Quanto al regime impugnatorio, le ordinanze extra ordinem, rinvenendo la propria fonte nella legge,
radicano la giurisdizione del giudice amministrativo quando sono illegittime, mentre sono oggetto
di cognizione del giudice ordinario in caso di adozione in carenza di potere (in astratto o in
concreto).

Gli Statuti degli enti pubblici


Per Statuto si intende un atto normativo avente come oggetto l'organizzazione dell'ente e le linee
fondamentali della sua attività. Lo Statuto è, quindi, espressione di una potestà organizzatoria a
carattere normativo, che può essere attribuita o allo stesso ente sulla cui organizzazione si statuisce
(in questo caso si parla di autonomia statutaria), oppure ad un organo o ente diverso (cd. etero-
Statuti).
Riprendendo quanto anticipato retro nella trattazione di Diritto costituzionale, ricordiamo, in
particolare:
- gli Statuti regionali (art. 114 Cost.): in seguito alla riforma dell'art. 123 Cost., introdotta dalla L.
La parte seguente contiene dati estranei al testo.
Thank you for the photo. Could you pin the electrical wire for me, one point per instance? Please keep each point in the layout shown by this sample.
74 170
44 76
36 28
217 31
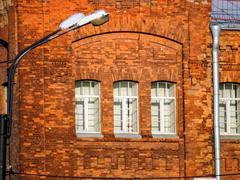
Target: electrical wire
89 177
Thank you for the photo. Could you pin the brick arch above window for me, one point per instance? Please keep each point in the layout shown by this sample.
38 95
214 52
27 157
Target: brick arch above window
127 55
174 29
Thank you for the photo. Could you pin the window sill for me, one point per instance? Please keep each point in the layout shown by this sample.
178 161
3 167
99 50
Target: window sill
89 135
155 135
230 137
127 135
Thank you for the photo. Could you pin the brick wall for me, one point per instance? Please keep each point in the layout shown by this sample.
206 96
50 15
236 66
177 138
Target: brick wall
144 41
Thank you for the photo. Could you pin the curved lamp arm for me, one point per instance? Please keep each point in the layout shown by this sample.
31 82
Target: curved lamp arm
78 20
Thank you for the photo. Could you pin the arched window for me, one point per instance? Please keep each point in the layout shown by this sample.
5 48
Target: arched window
87 106
125 107
163 109
229 108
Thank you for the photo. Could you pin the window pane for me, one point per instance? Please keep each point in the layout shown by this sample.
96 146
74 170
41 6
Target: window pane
132 89
116 89
154 89
87 106
93 115
123 88
163 107
125 107
223 119
156 115
118 115
229 108
79 114
161 89
85 88
94 88
227 90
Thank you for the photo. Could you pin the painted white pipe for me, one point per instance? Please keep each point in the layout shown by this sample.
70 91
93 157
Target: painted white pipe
216 29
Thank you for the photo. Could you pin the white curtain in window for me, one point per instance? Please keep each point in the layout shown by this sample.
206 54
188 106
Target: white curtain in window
87 106
229 108
163 107
125 107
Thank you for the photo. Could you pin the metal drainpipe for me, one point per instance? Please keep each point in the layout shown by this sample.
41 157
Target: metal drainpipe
216 33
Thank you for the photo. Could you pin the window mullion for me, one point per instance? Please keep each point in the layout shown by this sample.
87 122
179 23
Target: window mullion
85 114
228 116
162 115
129 115
124 124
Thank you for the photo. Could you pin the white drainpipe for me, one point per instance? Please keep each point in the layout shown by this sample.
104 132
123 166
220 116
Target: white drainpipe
216 33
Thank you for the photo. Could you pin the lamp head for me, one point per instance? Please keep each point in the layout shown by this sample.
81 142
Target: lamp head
99 21
97 18
71 21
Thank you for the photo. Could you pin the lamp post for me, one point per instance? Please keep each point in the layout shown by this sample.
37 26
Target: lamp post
78 20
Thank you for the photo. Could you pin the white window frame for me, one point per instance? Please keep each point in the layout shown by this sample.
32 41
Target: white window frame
227 101
85 99
161 121
126 132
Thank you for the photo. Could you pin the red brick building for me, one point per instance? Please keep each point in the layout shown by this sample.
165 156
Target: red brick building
129 99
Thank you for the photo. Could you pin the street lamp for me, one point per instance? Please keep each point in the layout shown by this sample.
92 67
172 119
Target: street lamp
78 20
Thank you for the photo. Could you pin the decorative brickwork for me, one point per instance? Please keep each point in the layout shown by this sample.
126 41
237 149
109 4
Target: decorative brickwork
144 41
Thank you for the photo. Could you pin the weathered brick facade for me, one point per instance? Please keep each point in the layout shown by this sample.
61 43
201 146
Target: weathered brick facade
144 41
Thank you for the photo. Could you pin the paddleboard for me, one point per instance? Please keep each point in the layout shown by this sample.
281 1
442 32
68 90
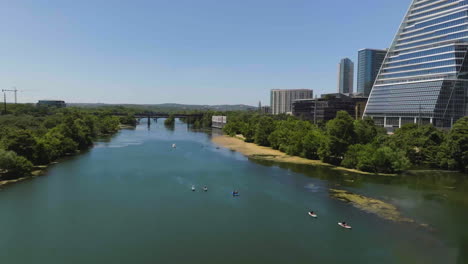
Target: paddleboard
313 215
344 226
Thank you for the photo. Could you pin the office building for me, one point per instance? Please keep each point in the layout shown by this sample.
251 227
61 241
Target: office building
369 63
424 78
54 103
281 100
265 110
326 107
218 121
345 76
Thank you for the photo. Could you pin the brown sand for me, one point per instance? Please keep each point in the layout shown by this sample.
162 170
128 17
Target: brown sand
265 153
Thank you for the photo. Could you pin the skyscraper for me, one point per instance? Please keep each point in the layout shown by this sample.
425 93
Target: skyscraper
345 76
281 100
369 63
424 76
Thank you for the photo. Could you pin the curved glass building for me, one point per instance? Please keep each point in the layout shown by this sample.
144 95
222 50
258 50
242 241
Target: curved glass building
424 77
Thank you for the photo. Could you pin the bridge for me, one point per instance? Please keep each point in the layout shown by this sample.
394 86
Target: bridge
156 115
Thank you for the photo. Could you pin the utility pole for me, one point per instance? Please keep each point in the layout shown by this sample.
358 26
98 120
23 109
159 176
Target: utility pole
4 101
419 121
315 110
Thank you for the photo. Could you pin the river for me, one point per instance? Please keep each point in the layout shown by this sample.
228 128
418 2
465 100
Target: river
129 200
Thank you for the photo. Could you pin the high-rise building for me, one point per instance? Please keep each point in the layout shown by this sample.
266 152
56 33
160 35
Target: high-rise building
281 100
369 63
345 76
424 77
326 107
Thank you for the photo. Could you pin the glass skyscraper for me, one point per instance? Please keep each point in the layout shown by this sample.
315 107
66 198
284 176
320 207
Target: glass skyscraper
369 63
345 76
424 77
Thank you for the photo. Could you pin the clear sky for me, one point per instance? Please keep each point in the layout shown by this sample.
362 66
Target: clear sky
184 51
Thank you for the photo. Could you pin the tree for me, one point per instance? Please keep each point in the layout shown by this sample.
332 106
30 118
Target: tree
421 144
264 128
457 141
341 134
13 166
375 159
311 143
21 141
366 130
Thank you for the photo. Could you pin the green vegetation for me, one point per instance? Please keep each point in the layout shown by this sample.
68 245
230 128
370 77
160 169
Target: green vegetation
357 144
32 136
170 121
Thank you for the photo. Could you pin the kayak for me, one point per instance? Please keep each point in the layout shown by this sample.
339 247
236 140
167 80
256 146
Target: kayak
344 226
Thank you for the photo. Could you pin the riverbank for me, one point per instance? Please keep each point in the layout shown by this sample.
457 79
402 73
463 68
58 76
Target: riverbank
254 151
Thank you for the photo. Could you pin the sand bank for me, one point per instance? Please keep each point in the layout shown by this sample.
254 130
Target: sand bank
265 153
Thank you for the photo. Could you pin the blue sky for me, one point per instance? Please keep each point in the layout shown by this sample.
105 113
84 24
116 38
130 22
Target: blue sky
184 51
cost. 1/1999, gli Statuti delle Regioni ordinarie sono leggi regionali rinforzate, cioè approvate con
un procedimento rafforzato (due deliberazioni successive adottate ad intervallo non minore di due
mesi ed eventuale sottoposizione a referendum popolare), non soggette ad alcun visto. Gli Statuti
delle Regioni speciali sono, invece, rivestiti della forma della legge costituzionale, adottata dal
Parlamento con la maggioranza di cui all'art. 138 Cost.;
- gli Statuti delle autonomie locali (art. 114 Cost.): art. 6 del D.Lgs. 267/2000 (Testo Unico degli
enti locali) ha riconosciuto espressamente agli enti locali la potestà di adottare un proprio Statuto.
Ai sensi dell'art. 114 Cost., anche le autonomie locali sono enti autonomi «con propri statuti, poteri
e funzioni secondo i principi fissati dalla Costituzione».
Hanno, infine, potestà statutaria molti enti pubblici. Di regola, gli Statuti di tali enti minori
- che possono avere carattere di norme interne - sono adottati dagli enti stessi ed approvati da un
ente superiore (Stato o Regione): tale approvazione ha la funzione di atto di controllo e condiziona
l'efficacia dello Statuto stesso.
Per quel che riguarda l'impugnazione degli Statuti, si applica, trattandosi di fonti formalmente
amministrative e sostanzialmente normative, il regime della doppia impugnativa (dello Statuto e
dell'atto esecutivo), illustrato relativamente ai regolamenti.
Parimenti, come rilevato per i regolamenti, l'atto amministrativo violativo della previsione
statutaria, attesa la forza normativa di quest'ultima, andrà considerato viziato per violazione di
legge.
Sembrano, infine, porsi anche per gli Statuti le problematiche poste in tema di regolamenti per
quanto afferisce alla disapplicabilità da parte del G.A.